First Ride: Gravely Atlas JSV
Derrek Sigler 12.07.14
There are a lot of UTVs available these days and more keep popping up all the time. As the overall number of vehicles on the market has increased, companies have begun to offer more specialized machines. Polaris has the lion’s share of the market with a lot of models, and their Ranger UTV is a dominant player in the utility/recreation arena. Polaris sought to bring their technology onto the worksite, while at the same time increasing their dealer network. Enter the Ariens Corporation.
Ariens has been a family-owned business based in Brillion, Wisconsin since 1933. They got their start manufacturing agricultural equipment, much like Polaris did. Today they are a leading manufacturer of power equipment, making snow blowers, lawn mowers, and more. In 1982, they acquired the Gravely Corporation, a major manufacturer of lawn care equipment. Polaris came to Ariens with the idea to partner on a worksite-specific UTV. The end result is the Atlas JSV (Job Site Vehicle).
I’ll be the first to admit that I went into my introduction to the Atlas JSV with the mindset that it was a rebranded Ranger. Let me clear up right now that I was very wrong. The driveline and frame are from the Ranger UTV, with some very different features. The bodywork, controls, and function are distinctly Gravely. The end result is a machine that is purpose built and pretty interesting.
There are four basic variations of the Atlas JSV. The machine either features a Polaris 570 Prostar engine, or a Kohler 1028cc diesel engine. The 570 produces 40 horsepower from a single-cylinder engine that is common in Polaris machinery right now. The Kohler mill pumps out 24 horsepower. Both engines are available in a three-seat or a six-seat configuration. The three-seater 570 weighs 1,575 pounds version, and the Kohler 1,675 pounds. Adding the second row of seating takes the 570 to 1,800 and 1,900 for the diesel. Both machines have a 2,000-pound towing capacity rating.
Power steering is available as an optional accessory. After driving both variations and engines, I recommend spending the few extra bucks for power steering. The added weight of the diesel especially screams for power steering. Other options are available, too. Most of the Polaris Lock-and-Ride accessories will fit the JSV and Gravely is working on some new stuff of their own.
The styling is all Gravely. Two things that immediately draw your attention are the front bumper, which is about as beefy as you’ll find, and the dump box. Both are works of art. The front bumper and stylish grill make the front of the Atlas look mean. The dump box is awesome. Constructed out of steel, the MX-18 Jobbox bed has an astounding 1,250-pound capacity and 1,900-pound payload capability with 18 cubic feet of cargo space.
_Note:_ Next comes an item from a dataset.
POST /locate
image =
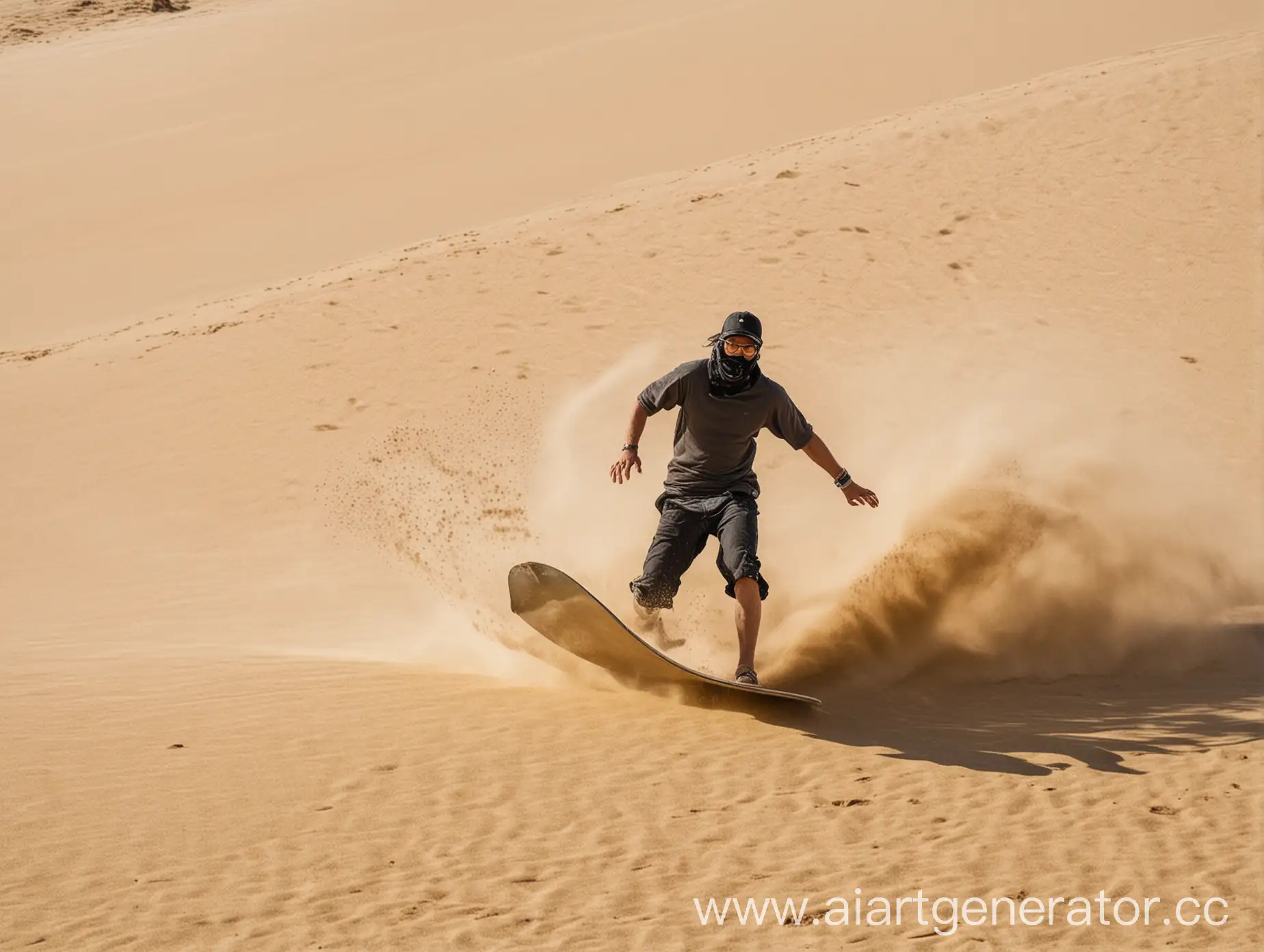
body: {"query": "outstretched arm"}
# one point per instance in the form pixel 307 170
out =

It will hold a fully-loaded pallet. An electric deck lift comes standard, so you can dump cargo with the touch of a button.
Of course, all of that cargo capacity doesn’t mean anything unless the vehicle can haul it, right? Out front, the Atlas machines have Polaris Ranger suspensions with spring rates set for the job site. Out back, there is the de Dion suspension system developed for the Polaris Brutus commercial vehicle. This combination gives the Atlas a good ride quality with the cargo capacity needed to get the job done. The de Dion system lets you fill up the box or tow a hefty load without sacrificing ground clearance.
Markets, targets, and sales
So who is the target buyer for the Atlas JSV? The name “Job Site Vehicle” ought to tell you something. This machine is geared for hard work, be it with construction, agriculture, or lawn care. Wherever there is a job that needs a workhorse, you could see the Atlas there. Both machines are limited to 35 mph at top speed, which is plenty fast for the type of environment they’ll be used in.
The secondary market is what interested me the most—land managers. For some of us hunters, our ATVs and UTVs are used primarily for managing our lands for hunting. We’re using them to haul supplies, put in food plots, and going on the hunt. For these tasks, the Atlas JSV would really shine. I wouldn’t mind getting my hands on one for use around my farm.
I liked the Atlas JSV, especially the six-person, 570 setup. The styling is very good and the features are good, too. If it were mine, I’d swap out the Carlisle All-Trail tires for some proper knobbies, but for the wide reach of the Atlas, those are decent tires for sure.
Polaris was smart to seek out Ariens. Ariens is an outstanding company with a great dealer network and a solid reputation for building some of the best power equipment you can find. Adding the Atlas to that network opens new doors for both companies. According to Ariens, reaction from the dealers has been overwhelming. In fact, all of our test units that we rode on were already spoken for by the dealers.
The partnership opens up a lot of possibilities for future new machines and products for Ariens. A look at what Polaris has offered in the Ranger line can let you see that there is a lot of potential there. Combine that with what Ariens does best and the future looks pretty good for the Wisconsin company.
If you’ve looked at the Polaris Ranger and thought that it was close to what you needed for your tasks, but want a heavier-duty version, you need to take a look at the Gravely Atlas JSV. It is a tough, purpose-built machine, backed by a one-year warranty and two long-lived and well respected brands. Just make sure you get the power steering!